Après la construction, ce sera au tour des technologies de l’information d’attirer l’attention en 2014 alors que se prépare un grand ménage des pratiques, dans l’espoir que Québec reprenne le contrôle des dépenses en informatique.

Ces contrats informatiques ont atteint les 3,2 milliards $ depuis 2008, parfois pour pas grand-chose en fin de compte.

Un projet qui passe de 83 M$ à 1 G$, un consultant privé que le gouvernement paie 2355 $ par jour, une voleuse d’ordinateurs nommée cadre dans une société d’État, un appel d’offres visant un seul fournisseur qui est annulé après nos reportages, une firme qui remporte les appels d’offres qu’elle a elle-même préparés: notre Bureau d’enquête a révélé ces derniers mois plusieurs exemples de situations bordéliques. (Autres exemples ci-contre.)

Si certains disent que les fonc­tionnaires changent trop souvent d’avis en cours de pro­jet, d’autres affirment qu’il existe trop peu de firmes se sé­pa­rant le gâteau gouvernemental.

Dépendant du privé

Le gouvernement Marois admet pour sa part que Québec avait développé une trop grande dépendance envers le privé en informatique.

Quoi qu’il en soit, il y a de gros sous dans le monde des technologies de l’information et cela va maintenant intéresser l’Unité permanente anticorruption (UPAC), comme vient de l’annoncer ­Robert Lafrenière, le grand patron de l’escouade policière.

«Le dénominateur commun, a-t-il dit, ce sont les sommes d’argent, et elles sont gigantesques en informatique.»

La dernière année a battu des records en contrats informatiques: 880 M$, dont près de 90 % en services-conseils.

«C’est l’héritage libéral», se défend le président du Conseil du trésor, Stéphane Bédard, en entrevue à notre Bureau d’enquête.

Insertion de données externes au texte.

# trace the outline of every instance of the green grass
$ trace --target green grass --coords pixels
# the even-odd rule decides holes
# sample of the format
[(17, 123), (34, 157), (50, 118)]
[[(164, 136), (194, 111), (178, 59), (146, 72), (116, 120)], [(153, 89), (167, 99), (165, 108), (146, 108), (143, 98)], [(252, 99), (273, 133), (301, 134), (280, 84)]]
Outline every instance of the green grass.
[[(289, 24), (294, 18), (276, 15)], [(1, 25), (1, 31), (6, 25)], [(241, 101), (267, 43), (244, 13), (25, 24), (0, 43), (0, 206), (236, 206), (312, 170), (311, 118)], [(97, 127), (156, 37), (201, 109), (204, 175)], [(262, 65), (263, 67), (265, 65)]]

«Le politique s’était désintéressé de l’informatique […]. Il se demandait quelles étaient ces bibittes-là et gérait seulement les cas infernaux», explique-t-il, ajoutant qu’il prenait le taureau par les cornes pour «exercer un meilleur contrôle».

«On doit s’améliorer»

«Notre gros défi, dit-il, on va l’annoncer en janvier, c’est la révision des pratiques contractuelles. On veut améliorer notre performance, favoriser une plus grande concurrence. Même nous, on doit s’améliorer à l’interne pour mieux contrôler nos risques.»

En plus de rapatrier l’expertise à l’interne et de miser sur le logiciel libre, M. Bédard mentionne que le gouvernement tentera de «freiner le rythme d’investissement».

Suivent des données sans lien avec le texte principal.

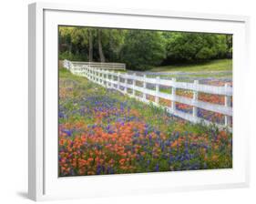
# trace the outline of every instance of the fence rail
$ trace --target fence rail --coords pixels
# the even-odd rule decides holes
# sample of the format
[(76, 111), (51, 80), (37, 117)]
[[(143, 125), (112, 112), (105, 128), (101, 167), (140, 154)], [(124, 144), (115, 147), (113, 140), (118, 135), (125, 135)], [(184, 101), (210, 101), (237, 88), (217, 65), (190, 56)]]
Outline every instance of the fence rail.
[[(224, 125), (216, 124), (220, 128), (228, 128), (231, 129), (231, 97), (232, 87), (229, 84), (225, 84), (224, 87), (215, 87), (209, 85), (199, 84), (198, 80), (194, 83), (178, 82), (176, 78), (162, 79), (159, 76), (147, 77), (147, 75), (137, 76), (136, 73), (120, 73), (108, 70), (108, 66), (90, 66), (88, 64), (76, 64), (67, 60), (65, 60), (64, 66), (71, 71), (71, 73), (78, 76), (86, 76), (87, 79), (99, 84), (106, 87), (115, 88), (129, 97), (135, 97), (145, 103), (152, 103), (158, 107), (163, 107), (159, 105), (159, 98), (164, 98), (171, 101), (170, 107), (164, 107), (167, 110), (174, 116), (179, 117), (193, 123), (204, 122), (207, 125), (212, 124), (212, 122), (203, 119), (198, 117), (198, 108), (212, 111), (224, 115)], [(128, 83), (128, 80), (131, 83)], [(137, 86), (136, 82), (140, 82), (142, 87)], [(153, 84), (155, 89), (148, 89), (147, 84)], [(160, 86), (169, 87), (171, 94), (160, 92)], [(177, 88), (187, 89), (193, 91), (193, 97), (189, 98), (186, 97), (179, 96), (176, 94)], [(128, 89), (131, 93), (128, 92)], [(142, 93), (142, 97), (137, 96), (136, 92)], [(199, 100), (199, 92), (221, 95), (225, 97), (225, 105), (218, 105), (209, 102)], [(147, 95), (150, 95), (155, 97), (155, 101), (147, 99)], [(191, 106), (192, 114), (185, 113), (176, 108), (176, 103), (186, 104)]]
[[(69, 67), (70, 61), (64, 60), (63, 65), (66, 67)], [(72, 65), (78, 66), (87, 66), (92, 68), (102, 68), (102, 69), (113, 69), (113, 70), (126, 70), (126, 64), (123, 63), (103, 63), (103, 62), (77, 62), (72, 61)]]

En d’autres mots, on veut ré­dui­re les contrats avec le privé pour mieux suivre les projets. «Avant, ajoute le ministre, il y avait beaucoup de pression pour réaliser et peu pour con­trô­­ler. Quand tu pousses sur un bord, ça dérègle la machi­ne.»

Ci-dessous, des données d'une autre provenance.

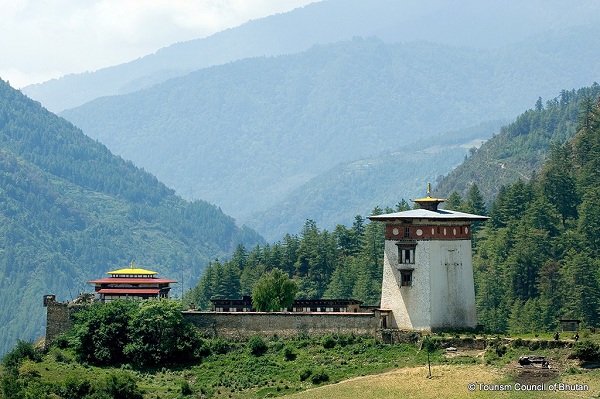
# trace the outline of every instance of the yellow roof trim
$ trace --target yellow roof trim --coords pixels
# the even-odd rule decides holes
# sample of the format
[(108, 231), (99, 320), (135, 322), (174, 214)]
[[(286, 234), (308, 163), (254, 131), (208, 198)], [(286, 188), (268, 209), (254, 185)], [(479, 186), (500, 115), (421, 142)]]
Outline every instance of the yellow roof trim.
[(443, 198), (431, 198), (431, 196), (429, 195), (431, 194), (431, 183), (427, 183), (427, 197), (425, 198), (417, 198), (414, 200), (411, 200), (412, 202), (445, 202), (446, 200)]
[(158, 274), (158, 272), (153, 272), (152, 270), (146, 269), (127, 268), (108, 272), (107, 274)]

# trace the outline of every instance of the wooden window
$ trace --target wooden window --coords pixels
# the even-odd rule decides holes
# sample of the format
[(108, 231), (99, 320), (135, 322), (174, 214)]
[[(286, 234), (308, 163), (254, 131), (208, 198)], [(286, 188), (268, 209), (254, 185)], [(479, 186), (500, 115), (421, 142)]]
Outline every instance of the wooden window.
[(401, 287), (412, 287), (412, 270), (400, 271), (400, 278)]

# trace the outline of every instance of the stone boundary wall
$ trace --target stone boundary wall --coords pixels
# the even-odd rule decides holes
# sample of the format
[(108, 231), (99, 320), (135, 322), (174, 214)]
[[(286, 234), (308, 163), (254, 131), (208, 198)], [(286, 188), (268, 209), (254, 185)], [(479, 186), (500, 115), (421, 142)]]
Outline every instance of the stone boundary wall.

Pas comme dans la construction ?

M. Bédard assure cependant que rien ne lui permet de conclure qu’il y a là un phénomène qui ressemble à la construction.

«Ce qu’on a là, dit-il, c’est beau­coup de contrats et peu d’entreprises. Il faut favoriser une meilleure concurrence [...]. Quand il y a un seul soumissionnaire, ce n’est pas de sa faute. C’est à nous de regarder comment en attirer plus.»

Il compte aussi continuer d’exiger une plus grande transparence. La pression des médias et le meilleur suivi des projets ont leurs effets sur l’appareil gouvernemental, souligne-t-il.